Belgium is an open economy located in the heart of Europe. Because of its relatively small size, the country has to import a wide range of goods. Goods that are imported into Belgium may be liable to four kinds of import charges: excise duties, customs duties, agricultural levies and value-added tax, or VAT. In some circumstances, imported goods can be liable to countervailing (to counter the effects of subsidies) and anti-dumping duties.
Excise duties are levied on particular goods that are released for consumption in Belgium. So-called "community excise" products include tobacco products, alcoholic drinks, perfumes and energy products. In addition, "national excise" products in Belgium include coffee and other nonalcoholic beverages.

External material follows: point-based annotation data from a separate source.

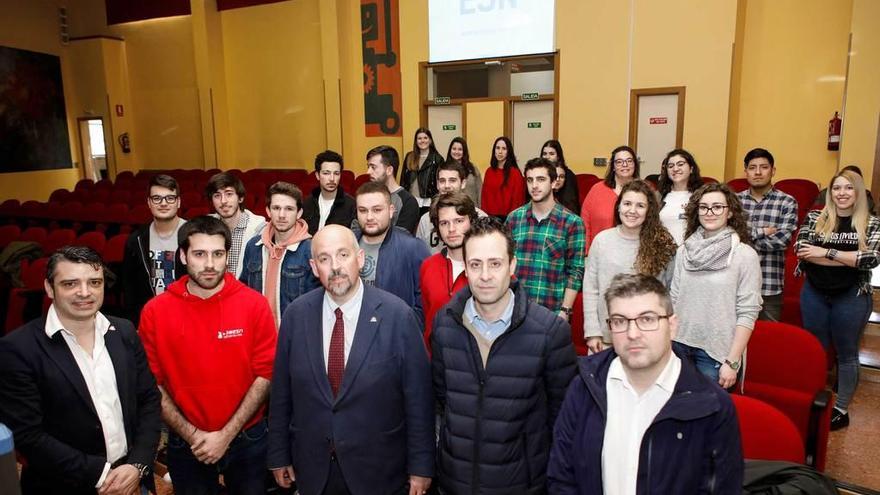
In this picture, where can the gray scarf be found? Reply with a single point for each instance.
(709, 253)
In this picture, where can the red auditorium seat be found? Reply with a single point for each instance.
(577, 325)
(358, 182)
(786, 367)
(58, 238)
(8, 233)
(803, 191)
(92, 239)
(791, 289)
(24, 299)
(34, 234)
(585, 183)
(9, 208)
(767, 433)
(738, 184)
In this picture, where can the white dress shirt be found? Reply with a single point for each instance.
(629, 416)
(350, 312)
(100, 377)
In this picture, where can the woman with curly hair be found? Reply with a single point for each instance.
(638, 243)
(504, 188)
(458, 151)
(679, 177)
(598, 208)
(419, 176)
(716, 284)
(837, 248)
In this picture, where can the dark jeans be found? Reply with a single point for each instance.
(243, 466)
(838, 320)
(771, 310)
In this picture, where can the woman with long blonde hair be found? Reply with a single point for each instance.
(837, 248)
(638, 243)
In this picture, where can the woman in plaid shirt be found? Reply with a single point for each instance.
(837, 247)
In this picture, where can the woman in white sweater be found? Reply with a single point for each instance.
(716, 284)
(679, 177)
(638, 243)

Customs duties in Belgium are, generally, levied on the basis of an ad valorem rate (percentage of the value), which is applied to the transaction value (measured in euros) of the imported goods, and includes the cost of the goods, freight charges and insurance. Still, some articles are dutiable at a specific rate (so much per liter, kilo, piece, etc.) and others at a compound rate (the combination of both ad valorem and specific rates).
Unprocessed agricultural products (e.g., wheat, potatoes) imported from outside the European Union, or EU, are subject to import duties. Processed products are liable to additional duties. Particular customs import procedures apply under the EU Common Agricultural Policy, or CAP.
Value-added tax is payable on goods imported into Belgium from countries outside the EU. VAT on imported products is charged on the basis of the goods' value, including customs duty and other import charges that are to be paid on the goods. In addition, acquisition VAT is due on the goods supplied to Belgium from other EU countries.